Effacée au milieu de ses compagnes, silencieuse et recueillie, la jeune Sœur reçoit de la Vierge Marie des confidences, dans cette chapelle où la communauté est en prière. Entre les heures de formation à la vie religieuse, Sœur Catherine se livre de tout cœur aux modestes travaux de la maison, qu’il s’agisse de laver la vaisselle, d’éplucher les légumes ou de faire la lessive autour de grands baquets.
A la fin de son Séminaire, elle est envoyée à l’Hospice d’Enghien, situé au Faubourg Saint‑Antoine et fondé par la Duchesse de Bourbon, en souvenir de son fils, le duc d’Enghien, fusillé dans les fossés du donjon de Vincennes. Cet hospice d’anciens serviteurs est relié à la Maison de Charité de la rue de Reuilly par un grand jardin. L’espace de Reuilly existe toujours dans ce quartier populeux de la Gare de Lyon.
La jeune Sœur arrive dans cette maison le 5 février 1831. Elle va y passer simplement toute sa vie. Elle commence à la cuisine auprès de grandes marmites. C’est dans la fidélité à son devoir d’état qu’elle prouve à Dieu son amour. Dans la modeste chapelle, elle vient refaire ses forces spirituelles. Elle prie avec ferveur ; son oraison est simple et pratique. Un jour qu’on lui demande comment elle fait son oraison, elle répond :
« Oh ! Ce n’est pas difficile. Lorsque je vais à la chapelle, je me mets devant le Bon Dieu et je lui dis : « Seigneur, me voici, donnez‑moi ce que vous voulez ». S’il me donne quelque chose, je suis bien contente et je le remercie. S’il ne me donne rien, je le remercie encore, parce que je n’en mérite pas davantage. Et puis, je lui dis encore tout ce qui me vient à l’esprit ; je lui raconte mes peines et mes joies, et j’écoute. »

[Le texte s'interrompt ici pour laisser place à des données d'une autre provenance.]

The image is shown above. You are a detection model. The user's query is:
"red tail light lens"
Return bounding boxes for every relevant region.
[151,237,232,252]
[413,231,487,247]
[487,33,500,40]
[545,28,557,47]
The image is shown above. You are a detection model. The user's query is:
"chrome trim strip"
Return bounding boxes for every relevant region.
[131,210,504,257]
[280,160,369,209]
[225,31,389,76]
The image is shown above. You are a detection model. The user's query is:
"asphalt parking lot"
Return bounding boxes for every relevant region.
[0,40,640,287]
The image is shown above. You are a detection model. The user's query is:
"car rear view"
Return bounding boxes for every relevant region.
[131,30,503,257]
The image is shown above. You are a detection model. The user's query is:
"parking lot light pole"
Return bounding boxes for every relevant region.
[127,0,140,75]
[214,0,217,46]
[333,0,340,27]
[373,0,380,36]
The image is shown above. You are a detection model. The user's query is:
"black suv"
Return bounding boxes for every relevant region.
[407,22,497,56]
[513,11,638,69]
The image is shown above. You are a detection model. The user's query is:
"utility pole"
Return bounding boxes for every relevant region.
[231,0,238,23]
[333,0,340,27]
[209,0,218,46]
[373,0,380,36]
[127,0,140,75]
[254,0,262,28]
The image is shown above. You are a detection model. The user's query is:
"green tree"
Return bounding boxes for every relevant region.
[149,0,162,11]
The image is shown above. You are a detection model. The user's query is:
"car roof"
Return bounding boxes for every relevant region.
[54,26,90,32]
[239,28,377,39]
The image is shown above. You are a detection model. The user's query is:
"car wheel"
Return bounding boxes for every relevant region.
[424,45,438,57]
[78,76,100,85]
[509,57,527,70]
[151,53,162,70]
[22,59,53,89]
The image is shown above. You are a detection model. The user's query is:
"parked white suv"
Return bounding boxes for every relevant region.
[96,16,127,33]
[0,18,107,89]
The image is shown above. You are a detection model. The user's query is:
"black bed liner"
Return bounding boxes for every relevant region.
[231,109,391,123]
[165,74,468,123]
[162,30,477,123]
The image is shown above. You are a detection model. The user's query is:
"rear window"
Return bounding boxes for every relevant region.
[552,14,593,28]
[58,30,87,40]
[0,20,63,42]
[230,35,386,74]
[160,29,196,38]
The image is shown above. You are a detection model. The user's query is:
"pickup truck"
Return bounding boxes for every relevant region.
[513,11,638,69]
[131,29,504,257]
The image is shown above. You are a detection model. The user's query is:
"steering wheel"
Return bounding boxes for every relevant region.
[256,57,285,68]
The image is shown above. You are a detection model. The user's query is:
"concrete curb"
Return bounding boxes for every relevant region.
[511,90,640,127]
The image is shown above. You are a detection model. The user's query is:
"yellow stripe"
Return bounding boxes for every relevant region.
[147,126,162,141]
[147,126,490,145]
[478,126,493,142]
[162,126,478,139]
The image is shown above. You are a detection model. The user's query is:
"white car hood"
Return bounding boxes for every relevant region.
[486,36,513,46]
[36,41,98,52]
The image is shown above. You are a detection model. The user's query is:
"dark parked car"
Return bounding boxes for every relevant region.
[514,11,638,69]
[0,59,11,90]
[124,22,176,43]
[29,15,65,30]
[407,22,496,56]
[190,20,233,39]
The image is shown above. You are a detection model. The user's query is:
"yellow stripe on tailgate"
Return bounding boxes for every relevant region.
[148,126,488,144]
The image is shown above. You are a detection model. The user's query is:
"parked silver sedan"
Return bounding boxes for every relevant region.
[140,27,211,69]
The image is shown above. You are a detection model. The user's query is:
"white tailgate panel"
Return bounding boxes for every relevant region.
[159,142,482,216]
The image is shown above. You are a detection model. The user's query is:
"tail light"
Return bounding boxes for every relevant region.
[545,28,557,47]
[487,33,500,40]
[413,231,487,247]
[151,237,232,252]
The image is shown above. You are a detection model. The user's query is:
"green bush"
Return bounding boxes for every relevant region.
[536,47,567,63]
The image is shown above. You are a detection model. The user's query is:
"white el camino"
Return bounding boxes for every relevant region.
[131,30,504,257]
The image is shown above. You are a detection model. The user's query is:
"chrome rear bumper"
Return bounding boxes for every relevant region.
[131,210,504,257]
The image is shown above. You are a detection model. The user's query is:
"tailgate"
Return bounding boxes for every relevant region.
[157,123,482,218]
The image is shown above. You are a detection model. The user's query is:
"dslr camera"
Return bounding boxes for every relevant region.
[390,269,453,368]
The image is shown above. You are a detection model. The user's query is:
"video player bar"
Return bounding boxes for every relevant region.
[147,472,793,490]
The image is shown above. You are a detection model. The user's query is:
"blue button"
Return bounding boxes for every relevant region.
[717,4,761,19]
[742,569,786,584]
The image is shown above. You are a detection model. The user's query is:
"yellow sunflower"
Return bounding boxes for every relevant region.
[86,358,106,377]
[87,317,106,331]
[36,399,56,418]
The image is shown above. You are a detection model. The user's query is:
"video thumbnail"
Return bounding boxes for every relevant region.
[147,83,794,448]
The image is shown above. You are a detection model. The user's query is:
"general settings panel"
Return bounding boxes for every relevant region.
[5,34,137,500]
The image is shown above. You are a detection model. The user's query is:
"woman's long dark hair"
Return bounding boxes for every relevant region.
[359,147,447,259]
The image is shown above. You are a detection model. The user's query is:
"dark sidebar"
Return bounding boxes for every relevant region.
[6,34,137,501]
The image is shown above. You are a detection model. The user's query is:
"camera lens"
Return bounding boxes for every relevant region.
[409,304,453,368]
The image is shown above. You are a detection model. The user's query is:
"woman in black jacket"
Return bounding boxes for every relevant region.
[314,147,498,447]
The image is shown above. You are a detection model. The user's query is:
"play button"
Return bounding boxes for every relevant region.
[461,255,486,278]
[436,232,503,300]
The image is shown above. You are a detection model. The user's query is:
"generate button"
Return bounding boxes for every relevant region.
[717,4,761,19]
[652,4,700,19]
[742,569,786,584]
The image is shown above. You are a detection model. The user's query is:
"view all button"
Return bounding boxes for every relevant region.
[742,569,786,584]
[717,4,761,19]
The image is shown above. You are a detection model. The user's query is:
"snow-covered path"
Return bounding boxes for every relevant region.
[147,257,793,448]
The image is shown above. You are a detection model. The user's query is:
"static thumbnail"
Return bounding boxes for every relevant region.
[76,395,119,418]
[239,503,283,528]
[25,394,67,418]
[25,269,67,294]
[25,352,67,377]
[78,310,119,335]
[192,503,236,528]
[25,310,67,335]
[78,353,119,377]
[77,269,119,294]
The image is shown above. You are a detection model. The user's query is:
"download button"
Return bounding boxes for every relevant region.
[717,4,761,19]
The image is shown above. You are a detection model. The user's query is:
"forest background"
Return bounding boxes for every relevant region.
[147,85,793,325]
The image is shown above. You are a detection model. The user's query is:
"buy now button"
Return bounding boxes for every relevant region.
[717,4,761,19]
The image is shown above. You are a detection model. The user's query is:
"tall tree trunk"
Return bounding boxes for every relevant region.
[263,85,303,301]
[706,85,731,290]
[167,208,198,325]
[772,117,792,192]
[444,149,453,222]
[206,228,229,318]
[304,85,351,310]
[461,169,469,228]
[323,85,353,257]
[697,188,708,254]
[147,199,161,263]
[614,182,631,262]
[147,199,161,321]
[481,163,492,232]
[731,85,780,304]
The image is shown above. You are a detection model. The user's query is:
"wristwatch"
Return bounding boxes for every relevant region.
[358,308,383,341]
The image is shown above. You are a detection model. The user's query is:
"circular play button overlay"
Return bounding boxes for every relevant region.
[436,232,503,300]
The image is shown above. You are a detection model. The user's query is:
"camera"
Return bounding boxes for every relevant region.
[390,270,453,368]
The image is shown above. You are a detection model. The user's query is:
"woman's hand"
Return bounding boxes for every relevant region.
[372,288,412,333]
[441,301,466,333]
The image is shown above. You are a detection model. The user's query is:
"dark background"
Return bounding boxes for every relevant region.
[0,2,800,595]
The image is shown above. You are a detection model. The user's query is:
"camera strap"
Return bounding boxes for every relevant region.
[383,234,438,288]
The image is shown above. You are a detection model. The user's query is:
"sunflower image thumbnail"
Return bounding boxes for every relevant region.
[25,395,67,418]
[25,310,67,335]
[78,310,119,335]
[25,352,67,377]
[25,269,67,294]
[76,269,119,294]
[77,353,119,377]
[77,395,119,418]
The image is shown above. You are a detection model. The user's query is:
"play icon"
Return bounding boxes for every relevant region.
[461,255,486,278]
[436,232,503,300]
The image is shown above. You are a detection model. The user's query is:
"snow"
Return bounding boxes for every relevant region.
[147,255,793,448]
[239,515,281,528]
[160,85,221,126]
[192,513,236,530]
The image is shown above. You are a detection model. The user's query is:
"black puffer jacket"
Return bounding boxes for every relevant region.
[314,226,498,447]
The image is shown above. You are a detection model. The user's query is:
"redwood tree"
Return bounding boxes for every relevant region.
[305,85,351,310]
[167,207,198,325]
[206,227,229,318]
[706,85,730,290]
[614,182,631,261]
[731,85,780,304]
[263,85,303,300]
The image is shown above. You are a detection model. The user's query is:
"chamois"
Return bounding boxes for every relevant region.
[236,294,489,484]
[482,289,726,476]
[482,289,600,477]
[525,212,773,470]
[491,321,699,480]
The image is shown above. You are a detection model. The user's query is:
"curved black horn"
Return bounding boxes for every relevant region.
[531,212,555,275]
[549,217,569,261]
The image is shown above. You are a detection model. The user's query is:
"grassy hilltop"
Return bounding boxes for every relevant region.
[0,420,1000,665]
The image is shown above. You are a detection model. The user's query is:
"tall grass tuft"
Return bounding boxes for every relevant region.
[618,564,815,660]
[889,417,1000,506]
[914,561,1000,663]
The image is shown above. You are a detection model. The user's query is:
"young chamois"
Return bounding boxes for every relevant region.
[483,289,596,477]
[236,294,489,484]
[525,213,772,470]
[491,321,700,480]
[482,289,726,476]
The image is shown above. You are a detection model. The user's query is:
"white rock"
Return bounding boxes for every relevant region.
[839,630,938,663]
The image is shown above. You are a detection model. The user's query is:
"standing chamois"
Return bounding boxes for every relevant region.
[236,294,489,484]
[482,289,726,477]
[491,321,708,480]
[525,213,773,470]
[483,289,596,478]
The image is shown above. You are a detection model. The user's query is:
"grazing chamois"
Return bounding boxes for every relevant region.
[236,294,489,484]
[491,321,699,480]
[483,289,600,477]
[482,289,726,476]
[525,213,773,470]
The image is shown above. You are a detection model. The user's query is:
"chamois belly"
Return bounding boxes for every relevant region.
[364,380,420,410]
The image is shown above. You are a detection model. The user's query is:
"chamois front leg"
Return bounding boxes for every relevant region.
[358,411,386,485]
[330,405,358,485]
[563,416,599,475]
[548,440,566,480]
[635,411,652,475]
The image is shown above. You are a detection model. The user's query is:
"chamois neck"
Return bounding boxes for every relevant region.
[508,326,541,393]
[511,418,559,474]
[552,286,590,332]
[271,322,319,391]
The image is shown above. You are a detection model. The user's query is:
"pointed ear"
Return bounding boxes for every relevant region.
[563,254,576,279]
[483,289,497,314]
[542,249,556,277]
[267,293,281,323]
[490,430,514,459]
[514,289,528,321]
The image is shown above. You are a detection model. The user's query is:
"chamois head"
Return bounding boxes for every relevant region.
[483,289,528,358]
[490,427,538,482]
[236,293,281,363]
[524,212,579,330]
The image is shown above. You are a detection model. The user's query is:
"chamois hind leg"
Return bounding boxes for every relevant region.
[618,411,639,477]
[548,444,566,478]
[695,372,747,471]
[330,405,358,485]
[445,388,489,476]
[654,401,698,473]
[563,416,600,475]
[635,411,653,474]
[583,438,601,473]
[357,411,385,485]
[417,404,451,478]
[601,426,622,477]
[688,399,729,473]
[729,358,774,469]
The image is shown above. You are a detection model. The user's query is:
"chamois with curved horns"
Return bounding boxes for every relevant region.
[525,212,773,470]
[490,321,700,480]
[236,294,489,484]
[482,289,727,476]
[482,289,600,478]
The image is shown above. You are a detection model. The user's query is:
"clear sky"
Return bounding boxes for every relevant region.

Ainsi reçoit-elle consolations, conseils, mots de tendresse, et en sort-elle fortifiée, éclairée, avec une joie intérieure pour toute la journée. Cette méthode d’oraison est accessible à tout chrétien. Quelquefois même ce peut être bref : dans les jardins de l’Hospice d’Enghien, Sœur Catherine, pour se rendre à son office, passe chaque jour devant une statue de la Vierge et s’arrête pour une courte prière.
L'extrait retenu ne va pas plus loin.